A mesoporous fluorescent sensor based on ZnO nanorods for the fluorescent detection and selective recognition of tetracycline

Abstract

Due to tetracycline (TC) being harmful to the environment and animals, versatile fluorescent sensors have been developed and applied for the specific recognition and determination of TC. In the present paper, a mesoporous fluorescent sensor was successfully prepared by using TC as the template, cetyl trimethyl ammonium bromide (CTAB) as the porogen, and ZnO nanorods (NRs) as the core substrate material and optical material. The synthesized composite materials were characterized by transmission electron microscopy (TEM) and X-ray diffraction (XRD). Fluorescent measurements of the target TC were then measured by a spectrofluorometer. Under optimal conditions, the linear range and correlation coefficient of the mesoporous MIPs-ZnO NRs were 2.0–120 μmol L⁻¹ and 0.9993, respectively, and the imprinting factor (IF) was up to 3.50. Moreover, in order to further investigate the effect of the mesoporous structure, a fluorescent sensor without a mesoporous structure was synthesized as a comparison and measured by the same processes.
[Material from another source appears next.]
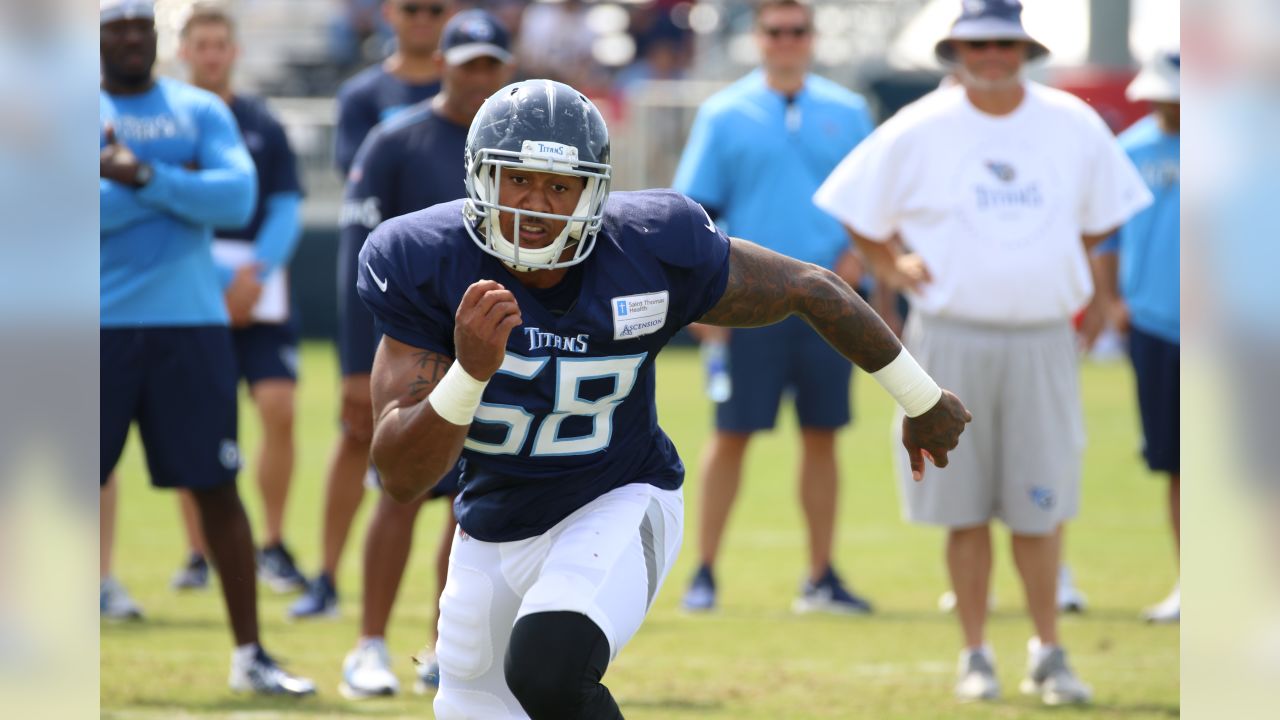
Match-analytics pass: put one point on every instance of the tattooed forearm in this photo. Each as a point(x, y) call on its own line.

Through analysis of the data, it was found that the mesoporous fluorescent sensor showed a lower response time, higher utilization, and higher selective recognition and sensitive determination than the non-mesoporous fluorescent sensor. This study provides a novel strategy to fabricate mesoporous-imprinted polymer layer-coated ZnO NRs with excellent fluorescent performance for TC.